No special preparation is required for the procedure. The laser peripheral iridotomy can be done immediately after you are examined by their doctor. You can drink and eat as normal. The procedure will be thoroughly explained before the procedure. Wearing jewelry that makes reflection (such as stainless watch, diamond ring, diamond necklace, etc.) is not allowed during the procedure. It is recommended not to bring any jewelry or other valuable objects to the hospital on the procedure day, or please leave all valuables with your accompanying person.
1. After drops are administered to constrict the pupils, less light will enter the eye. You will experience blurry vision for 6-9 hours, after which your vision will seem sharper than normal. Your vision should return to normal within 24 hours.
2. You may feel some tightness in your eyes. You may take the prescribed pain medication to alleviate discomfort as needed.
3. Some patients may experience a little nausea after the procedure.
4. Please avoid rubbing your eyes for at least 2 days.
5. Avoid strenuous exercise and heavy lifting for at least 7 days.
6. You can wash your face normally and return to your normal activities.
7. You may need to continue using eye drops as recommended by the doctor. Please follow your doctor’s instructions closely.
8. Avoid driving and using eyes for a long time.
1. Loss of vision
2. Severe eye pain or persistent eye pain even after taking medication
3. Nausea, vomiting, or severe coughing
4. Ghost images
6. Mild bleeding
What causes closed angle glaucomas?
You may have narrow angles because of certain anatomical conditions, such as having a shorter eye than the average person, being hyperopic (far-sighted), or having a growing cataract that gradually narrows the angle over time. You may also have a closed angle because of inflammatory conditions, such as uveitis, or vascular conditions, such as diabetes, that gradually cause what is termed “secondary angle closure” over time.

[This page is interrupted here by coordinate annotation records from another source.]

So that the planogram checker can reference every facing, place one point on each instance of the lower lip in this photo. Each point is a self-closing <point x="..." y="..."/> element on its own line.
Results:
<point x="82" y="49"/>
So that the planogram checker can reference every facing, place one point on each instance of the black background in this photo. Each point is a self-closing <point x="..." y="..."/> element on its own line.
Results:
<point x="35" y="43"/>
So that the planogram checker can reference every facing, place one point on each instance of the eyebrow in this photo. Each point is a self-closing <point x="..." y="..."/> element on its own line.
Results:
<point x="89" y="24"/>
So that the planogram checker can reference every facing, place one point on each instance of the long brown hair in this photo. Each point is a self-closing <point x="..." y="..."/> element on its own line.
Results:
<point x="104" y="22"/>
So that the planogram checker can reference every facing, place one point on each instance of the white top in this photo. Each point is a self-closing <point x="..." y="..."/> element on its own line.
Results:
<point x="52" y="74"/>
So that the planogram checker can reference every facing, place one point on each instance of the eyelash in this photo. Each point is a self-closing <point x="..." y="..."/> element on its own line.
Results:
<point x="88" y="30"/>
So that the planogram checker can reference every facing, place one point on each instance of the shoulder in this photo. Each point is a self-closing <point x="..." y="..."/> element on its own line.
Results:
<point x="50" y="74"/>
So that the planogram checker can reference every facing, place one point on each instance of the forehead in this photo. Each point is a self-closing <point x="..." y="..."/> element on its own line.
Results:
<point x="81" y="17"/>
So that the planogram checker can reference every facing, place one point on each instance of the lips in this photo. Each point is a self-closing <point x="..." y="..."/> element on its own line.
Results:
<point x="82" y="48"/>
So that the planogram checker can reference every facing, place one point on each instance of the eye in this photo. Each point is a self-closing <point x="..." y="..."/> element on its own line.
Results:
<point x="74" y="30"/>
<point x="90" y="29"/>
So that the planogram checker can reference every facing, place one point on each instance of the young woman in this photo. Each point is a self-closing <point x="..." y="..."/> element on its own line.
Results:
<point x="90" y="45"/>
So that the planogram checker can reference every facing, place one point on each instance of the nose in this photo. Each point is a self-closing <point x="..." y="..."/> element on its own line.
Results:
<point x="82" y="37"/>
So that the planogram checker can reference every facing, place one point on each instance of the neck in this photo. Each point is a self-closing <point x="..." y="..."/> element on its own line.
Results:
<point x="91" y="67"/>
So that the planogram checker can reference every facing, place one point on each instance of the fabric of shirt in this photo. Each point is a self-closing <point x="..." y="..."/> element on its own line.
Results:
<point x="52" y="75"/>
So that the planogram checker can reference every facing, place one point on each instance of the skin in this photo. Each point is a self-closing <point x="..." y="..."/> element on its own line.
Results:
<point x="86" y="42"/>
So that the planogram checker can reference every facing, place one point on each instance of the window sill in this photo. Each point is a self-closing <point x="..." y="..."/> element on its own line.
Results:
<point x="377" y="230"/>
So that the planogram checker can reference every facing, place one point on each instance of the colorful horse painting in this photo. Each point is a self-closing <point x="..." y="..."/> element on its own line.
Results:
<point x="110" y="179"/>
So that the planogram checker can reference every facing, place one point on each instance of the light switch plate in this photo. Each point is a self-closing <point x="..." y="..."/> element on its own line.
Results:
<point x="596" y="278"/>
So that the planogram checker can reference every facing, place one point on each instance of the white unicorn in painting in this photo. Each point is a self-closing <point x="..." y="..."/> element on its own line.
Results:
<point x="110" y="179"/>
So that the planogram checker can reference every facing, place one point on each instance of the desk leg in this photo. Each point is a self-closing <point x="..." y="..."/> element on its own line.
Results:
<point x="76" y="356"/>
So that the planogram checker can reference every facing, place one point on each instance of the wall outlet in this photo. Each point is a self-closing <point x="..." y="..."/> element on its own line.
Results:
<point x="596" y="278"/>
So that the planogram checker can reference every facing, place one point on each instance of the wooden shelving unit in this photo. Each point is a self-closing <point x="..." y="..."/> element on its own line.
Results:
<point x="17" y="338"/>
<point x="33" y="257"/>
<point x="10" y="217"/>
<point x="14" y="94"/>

Who is a candidate for this procedure?
It is recommended in eyes which have the angle closed for at least half the eye and have high eye pressure or glaucoma. In eyes which have a closed angle but normal eye pressure and no optic nerve damage, laser iridotomy may be recommended as a preventive treatment. In a recent large prospective study of such eyes, it was shown that there was overall a low risk of developing high eye pressure but the risk was lower among eyes that received laser iridotomy compared to those that did not.
What if this procedure is not performed?
There will be a risk of acute glaucoma.
What are the travel restrictions?
There are no limitations for travel before or after the procedure.